In an Open Letter to Cardinal Dolanin advance of the vigil, they explained:
Our purpose is to help ensure that ordinary, faithful people of our church can play a participatory role in this important campaign, especially in helping to define which freedoms matter to us most and speak to us as Catholics, Christians, Americans, and human beings — made in God’s image, seeking God’s justice. As you and the bishops have called us to action and anchored it to that day which, in 1776, the Continental Congress issued their Declaration, we feel privileged to exercise our rights of assembly and speech to discuss and debate the breath of our religious freedom.
We write to inform you of our gathering, so you know that we gather as part of one church, in enthusiasm for the call to action that you have promulgated. Especially in light of the repression against the Occupy movement’s freedoms of speech and assembly by the New York Police Department over the past year, we hope that you will help ensure that our event can proceed peacefully and prayerfully.
The following morning, many of us look forward to sharing the Fortnight for Freedom mass with you.
Approximately 25 people participated in the event, which produced a “Declaration of the General Assembly on Freedom” The 2 freedoms focused on in their statement – freedom from discrimination and freedom from complicity:
- Freedom from discrimination. Policies like the NYPD’s use of “stop and frisk” have the effect of criminalizing whole populations, thereby supporting a prison-industrial complex that profits from the suffering of vulnerable people. Police departments lack sufficient oversight over their increasingly militarized powers to control and subjugate. Meanwhile, women in our church are increasingly being silenced and victimized for speaking out and following their conscience in ministry. We intend to support the struggle to end such policies through our movement and in our parishes, joining with allies of other faiths and backgrounds, knowing that in God’s eyes the dignity of each depends on recognizing the essential equality of all.
- Freedom from complicity in war and the economy of the 1%. We want to be able to love our country, but our faith does not permit us to tolerate its practice of perpetual war, aggression, and domination around the world. Life everywhere is good and comes from God, and we have no right to destroy it, least of all in wanton pursuit of profits for the wealthiest, who stand to benefit from war while the poorest are the ones who die. We stand with Pope Paul VI, who said before the United Nations, “No more war, never again war!” Our church and the Occupy movement have often been silent on the evil of modern warfare, which takes ever more insidious forms, and we will work within both to be a voice for a future of justice and peace.
The next morning they got up at 7am for the Cardinal’s mass in St Patrick’s Cathedral.
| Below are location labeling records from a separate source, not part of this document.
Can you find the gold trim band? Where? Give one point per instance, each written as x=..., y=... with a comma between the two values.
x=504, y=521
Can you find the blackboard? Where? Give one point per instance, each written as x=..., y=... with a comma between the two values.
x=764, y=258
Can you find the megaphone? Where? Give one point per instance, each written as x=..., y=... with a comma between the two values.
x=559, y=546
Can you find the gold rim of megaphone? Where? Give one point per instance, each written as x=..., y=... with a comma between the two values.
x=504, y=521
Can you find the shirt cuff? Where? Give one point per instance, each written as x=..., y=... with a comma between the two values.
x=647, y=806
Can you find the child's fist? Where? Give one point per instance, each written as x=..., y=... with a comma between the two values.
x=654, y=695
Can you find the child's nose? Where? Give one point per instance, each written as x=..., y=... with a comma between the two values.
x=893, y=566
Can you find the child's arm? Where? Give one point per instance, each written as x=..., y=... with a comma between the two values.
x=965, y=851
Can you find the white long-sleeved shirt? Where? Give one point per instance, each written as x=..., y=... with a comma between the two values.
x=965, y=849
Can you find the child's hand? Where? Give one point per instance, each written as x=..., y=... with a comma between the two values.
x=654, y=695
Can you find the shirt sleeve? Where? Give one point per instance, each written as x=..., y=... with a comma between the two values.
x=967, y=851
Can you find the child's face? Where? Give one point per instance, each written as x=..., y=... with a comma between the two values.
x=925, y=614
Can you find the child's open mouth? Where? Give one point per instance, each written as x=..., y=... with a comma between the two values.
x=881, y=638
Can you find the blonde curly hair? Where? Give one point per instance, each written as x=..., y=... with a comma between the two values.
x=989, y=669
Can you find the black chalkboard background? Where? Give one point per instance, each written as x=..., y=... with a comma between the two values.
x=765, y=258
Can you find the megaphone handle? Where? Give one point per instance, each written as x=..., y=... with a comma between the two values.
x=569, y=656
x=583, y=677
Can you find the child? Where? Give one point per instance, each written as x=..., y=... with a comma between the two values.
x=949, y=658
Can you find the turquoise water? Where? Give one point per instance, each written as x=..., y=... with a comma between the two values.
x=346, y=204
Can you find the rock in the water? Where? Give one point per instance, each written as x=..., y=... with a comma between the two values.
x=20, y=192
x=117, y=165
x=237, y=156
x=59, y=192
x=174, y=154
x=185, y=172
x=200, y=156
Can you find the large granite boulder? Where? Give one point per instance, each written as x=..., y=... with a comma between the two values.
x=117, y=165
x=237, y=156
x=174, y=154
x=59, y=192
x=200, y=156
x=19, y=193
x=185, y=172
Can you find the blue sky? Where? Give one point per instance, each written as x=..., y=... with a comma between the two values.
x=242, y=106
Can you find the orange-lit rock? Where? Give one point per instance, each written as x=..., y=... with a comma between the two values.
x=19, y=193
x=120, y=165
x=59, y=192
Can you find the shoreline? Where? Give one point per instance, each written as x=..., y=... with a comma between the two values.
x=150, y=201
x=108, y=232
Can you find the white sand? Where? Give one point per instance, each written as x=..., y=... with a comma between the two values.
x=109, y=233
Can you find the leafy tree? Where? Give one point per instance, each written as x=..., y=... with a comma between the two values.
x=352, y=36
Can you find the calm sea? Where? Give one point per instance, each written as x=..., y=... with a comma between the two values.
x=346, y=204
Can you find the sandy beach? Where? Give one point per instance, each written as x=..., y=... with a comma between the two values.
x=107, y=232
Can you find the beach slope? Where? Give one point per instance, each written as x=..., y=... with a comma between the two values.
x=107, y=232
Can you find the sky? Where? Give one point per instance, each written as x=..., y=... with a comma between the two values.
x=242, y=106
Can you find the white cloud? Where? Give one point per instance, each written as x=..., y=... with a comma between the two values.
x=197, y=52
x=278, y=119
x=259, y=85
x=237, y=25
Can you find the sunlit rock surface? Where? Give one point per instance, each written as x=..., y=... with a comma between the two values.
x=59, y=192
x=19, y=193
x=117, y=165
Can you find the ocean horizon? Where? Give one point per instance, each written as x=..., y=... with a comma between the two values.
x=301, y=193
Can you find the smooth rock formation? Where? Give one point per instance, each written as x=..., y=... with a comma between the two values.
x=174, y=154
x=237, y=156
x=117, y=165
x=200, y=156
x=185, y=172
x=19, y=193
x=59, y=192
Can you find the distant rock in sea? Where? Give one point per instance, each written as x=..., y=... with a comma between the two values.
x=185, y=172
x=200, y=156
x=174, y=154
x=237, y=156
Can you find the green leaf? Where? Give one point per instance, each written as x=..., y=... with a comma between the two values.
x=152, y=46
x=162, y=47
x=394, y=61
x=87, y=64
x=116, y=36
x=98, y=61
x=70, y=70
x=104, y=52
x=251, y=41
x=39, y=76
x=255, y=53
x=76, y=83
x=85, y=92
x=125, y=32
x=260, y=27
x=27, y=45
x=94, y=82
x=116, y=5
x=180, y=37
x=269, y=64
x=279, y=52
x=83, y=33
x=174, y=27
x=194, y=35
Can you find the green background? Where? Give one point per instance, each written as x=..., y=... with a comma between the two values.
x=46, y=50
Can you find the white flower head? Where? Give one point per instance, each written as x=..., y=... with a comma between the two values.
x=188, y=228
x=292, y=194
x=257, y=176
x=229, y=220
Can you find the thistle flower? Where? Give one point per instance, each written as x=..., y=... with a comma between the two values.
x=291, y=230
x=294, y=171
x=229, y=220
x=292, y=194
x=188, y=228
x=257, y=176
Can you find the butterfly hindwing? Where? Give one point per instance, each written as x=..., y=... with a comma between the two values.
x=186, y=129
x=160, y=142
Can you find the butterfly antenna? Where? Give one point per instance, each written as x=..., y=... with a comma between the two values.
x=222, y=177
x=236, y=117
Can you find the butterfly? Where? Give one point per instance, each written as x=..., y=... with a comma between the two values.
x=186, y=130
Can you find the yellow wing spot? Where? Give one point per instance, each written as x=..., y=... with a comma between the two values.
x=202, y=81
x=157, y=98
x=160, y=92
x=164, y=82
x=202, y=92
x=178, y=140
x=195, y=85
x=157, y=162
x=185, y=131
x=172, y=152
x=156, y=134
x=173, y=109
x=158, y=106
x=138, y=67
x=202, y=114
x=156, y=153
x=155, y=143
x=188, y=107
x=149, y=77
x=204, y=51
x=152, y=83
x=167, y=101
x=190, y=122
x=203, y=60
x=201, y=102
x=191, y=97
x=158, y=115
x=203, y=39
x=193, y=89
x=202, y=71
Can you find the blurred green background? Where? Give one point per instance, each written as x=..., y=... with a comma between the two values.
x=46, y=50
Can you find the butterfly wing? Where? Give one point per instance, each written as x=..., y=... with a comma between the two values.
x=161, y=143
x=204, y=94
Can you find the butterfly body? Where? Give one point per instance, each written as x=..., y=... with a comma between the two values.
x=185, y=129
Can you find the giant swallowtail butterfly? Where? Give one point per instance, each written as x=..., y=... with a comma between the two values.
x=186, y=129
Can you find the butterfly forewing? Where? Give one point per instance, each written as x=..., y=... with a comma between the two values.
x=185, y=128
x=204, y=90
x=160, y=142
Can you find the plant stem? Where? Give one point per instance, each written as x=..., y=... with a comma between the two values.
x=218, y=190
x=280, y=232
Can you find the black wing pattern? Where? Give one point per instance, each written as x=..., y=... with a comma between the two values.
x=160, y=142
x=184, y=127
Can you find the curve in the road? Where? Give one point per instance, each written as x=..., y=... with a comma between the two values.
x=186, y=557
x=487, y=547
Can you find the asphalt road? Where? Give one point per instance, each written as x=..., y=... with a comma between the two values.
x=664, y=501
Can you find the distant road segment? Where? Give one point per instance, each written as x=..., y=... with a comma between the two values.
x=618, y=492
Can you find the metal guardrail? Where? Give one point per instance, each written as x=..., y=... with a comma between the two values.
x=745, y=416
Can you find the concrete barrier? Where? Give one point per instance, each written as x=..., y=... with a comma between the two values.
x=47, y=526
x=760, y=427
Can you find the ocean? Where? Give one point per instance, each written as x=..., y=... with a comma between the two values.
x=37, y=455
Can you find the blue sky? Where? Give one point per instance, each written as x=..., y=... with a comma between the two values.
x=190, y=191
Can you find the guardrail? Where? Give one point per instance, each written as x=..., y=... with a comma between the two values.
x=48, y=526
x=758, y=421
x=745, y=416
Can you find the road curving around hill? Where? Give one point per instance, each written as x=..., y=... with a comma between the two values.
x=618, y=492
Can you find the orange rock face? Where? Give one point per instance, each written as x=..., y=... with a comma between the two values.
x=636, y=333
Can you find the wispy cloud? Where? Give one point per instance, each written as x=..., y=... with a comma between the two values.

I highly recommend taking a look at Occupy Catholic’s website and their facebook page (where I got this photo) where one can see photos, archived live video of the discussion and other information. As you can see from the photo, they were not allowed to use the steps of St Patrick’s Cathedral for their vigil, which all of the information made clear was not a protest. There is an example here in these committed Catholic’s public discussion and vigil – the role of prayer, dialogue, community, and the Eucharist. Here is an example of taking seriously the call for a fortnight for freedom and responding in faith (albeit not as many would expect) and as such should challenge all of us to think more deeply about freedom and the Body of Christ.
From what I read the focused on three “freedoms”, the third being “Freedom to self-govern in our church and society.” That is certainly the most challenging and controversial one, and the one where I lose connection with their message. But overall their activity raises some good questions. Why are the bishops promoting such a narrow and Americanized version of freedom, rather than more broad and holistic Christian version of freedom? And why are they promoting freedom only for their own corporate entities and not for all Catholics? All faithful Catholic employers, not just official Catholic institutions, are threatened by the HHS mandate with an untenable moral dilemma. Likewise all Catholics are coerced into supporting unjust wars, and Catholic soldiers are coerced into fighting unjust wars. Why aren’t the bishops calling us all to support those people’s religious freedom?